“No matter how you look at it,” Jones said. “There’s a ton of vulnerabilities there for anybody to be able to claim [Linux] is inherently more secure.”
In Linux’s defense, Ford served a number of arguments saying it was impractical to compare different operating systems and labelled the statistics ineffective.
"Comparing the two operating systems is worse than comparing apples and oranges but more like comparing apples and bananas," he said.
“There is a problem with measuring Linux or Windows security or any two security metrics across any two completely different operating systems. So many things change when you move from one operating system to another and it’s one of the reasons why it’s been so difficult to come up with really good metrics and cost offering systems,” he said.
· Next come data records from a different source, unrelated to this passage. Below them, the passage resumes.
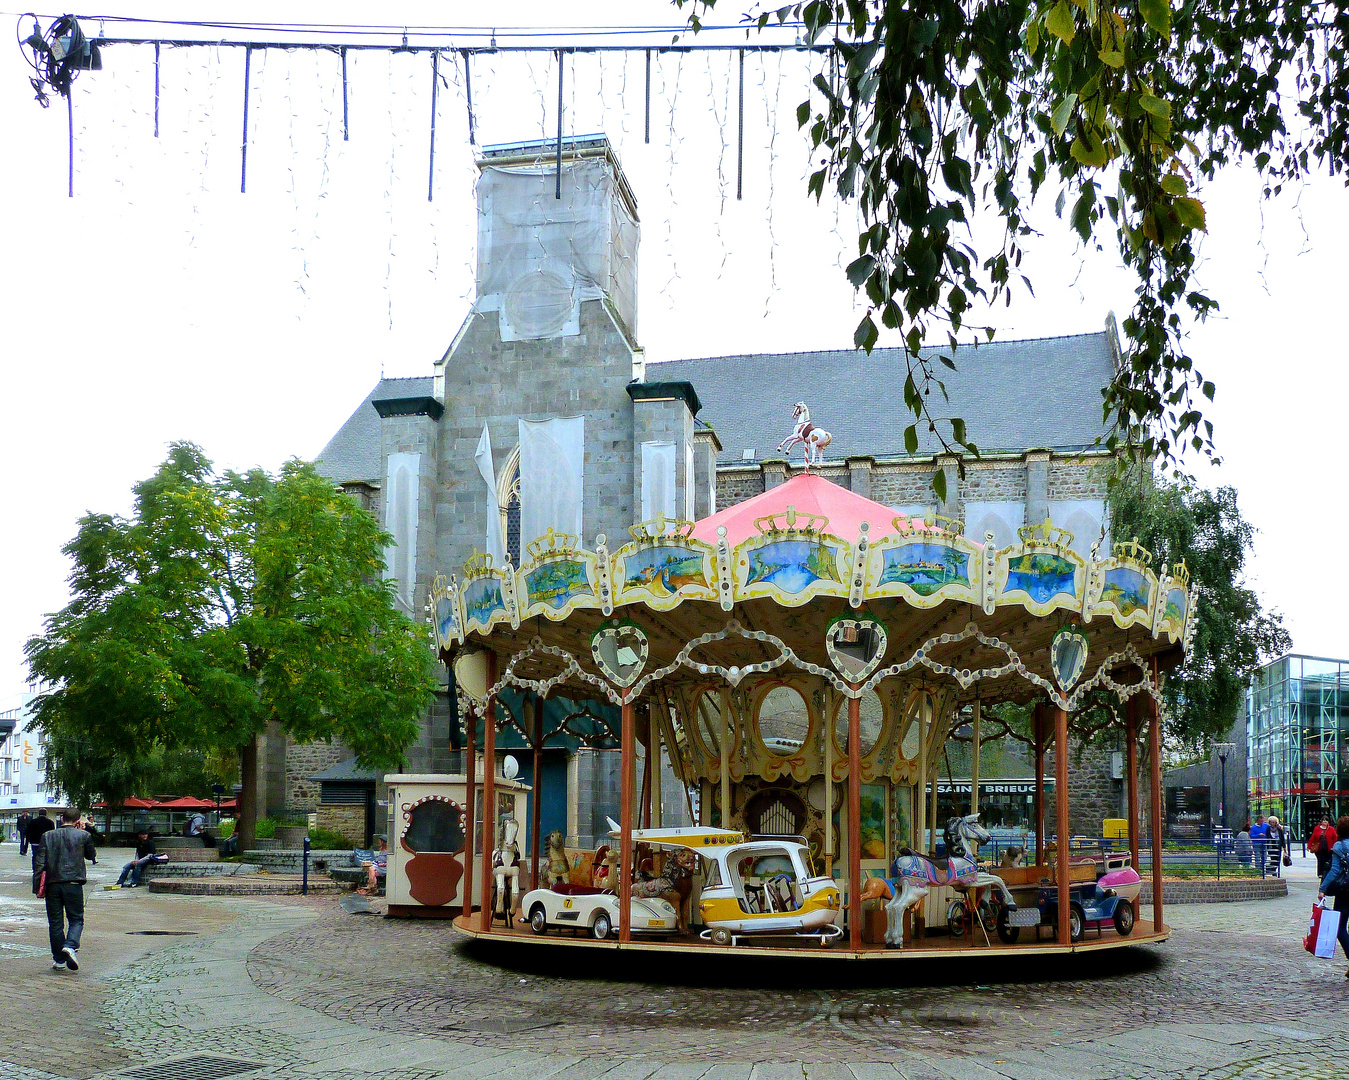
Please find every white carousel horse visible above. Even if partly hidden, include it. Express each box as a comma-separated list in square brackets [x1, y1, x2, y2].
[775, 402, 833, 468]
[491, 816, 522, 922]
[859, 814, 1017, 948]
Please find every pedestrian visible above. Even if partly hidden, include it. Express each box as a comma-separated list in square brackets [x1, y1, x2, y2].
[16, 811, 31, 854]
[26, 809, 55, 888]
[1235, 824, 1253, 867]
[1312, 816, 1339, 880]
[1267, 815, 1288, 874]
[1318, 814, 1349, 977]
[115, 830, 159, 888]
[187, 812, 205, 838]
[35, 808, 97, 971]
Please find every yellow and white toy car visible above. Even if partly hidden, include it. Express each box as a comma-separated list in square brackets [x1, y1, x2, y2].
[621, 825, 842, 947]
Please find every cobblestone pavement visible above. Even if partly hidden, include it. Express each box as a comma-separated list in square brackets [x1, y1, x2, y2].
[2, 843, 1346, 1080]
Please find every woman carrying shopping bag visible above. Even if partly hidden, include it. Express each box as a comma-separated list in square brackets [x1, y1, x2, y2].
[1317, 815, 1349, 976]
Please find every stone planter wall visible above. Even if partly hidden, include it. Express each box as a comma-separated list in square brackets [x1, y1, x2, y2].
[275, 825, 310, 848]
[240, 849, 356, 873]
[1140, 877, 1288, 905]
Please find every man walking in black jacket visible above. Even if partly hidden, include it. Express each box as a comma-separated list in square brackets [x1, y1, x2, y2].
[36, 808, 97, 971]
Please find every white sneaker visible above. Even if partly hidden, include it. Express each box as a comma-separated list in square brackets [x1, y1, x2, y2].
[61, 947, 79, 971]
[51, 960, 66, 970]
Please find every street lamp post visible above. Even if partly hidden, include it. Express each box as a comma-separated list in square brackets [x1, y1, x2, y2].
[1213, 742, 1235, 830]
Furthermore, these differentiators devalue the credibility of Jones's raw vulnerability counts. He said that raw vulnerability counts were a meaningless tool of measurement, adding “raw numbers themselves show very little."
Jones’s response: "It’s unacceptable to say that it’s apples and oranges [instead] we have to take some steps to say, ok then, how do we compare small round fruits?”
Still on topic, Ford made another point of defense, this time he highlighted the importance of the severity rating of vulnerabilities.
“Vulnerabilities were not created equal, some sort of small DDOS attack is not as severe as an SQL vulnerability. You have to look at the severity,” he argued.
In response, Jones urged Ford to advise the audience -- mostly IT administrators -- that they should only worry about critical vulnerabilities. Instead, Ford declared that administrators should deal with all vulnerabilities but making sure to do the critical ones first.
Coincidentally, Jones pulled another slide out of his hat which emphasised the number of critical vulnerabilities each vendor had had in the previous year. It suggested critical vulnerabilities in 2007 found in Redhat WS 4 were 22 and 12 in Vista.
Moving on, Ford took a stab at Microsoft’s practice of public silent fixes and rendered his statistics as being skewed. Jones posed the same question to Ford who admitted Linux may also have some examples of multiple vulnerabilities being silently fixed.
Meanwhile, Ford also argued Linux was much faster at getting out patches.
“When a vulnerability comes out, within about 10 minutes somebody’s posted a patch or workaround in the code. You can have a community approved patch where you’re not sitting there like prey,” he said.
But Jones hit back noting Microsoft customers wanted fixes tested before they were made public.
After an hour of to-ing and fro-ing the two called it a tie and said: "We clearly learn from each other."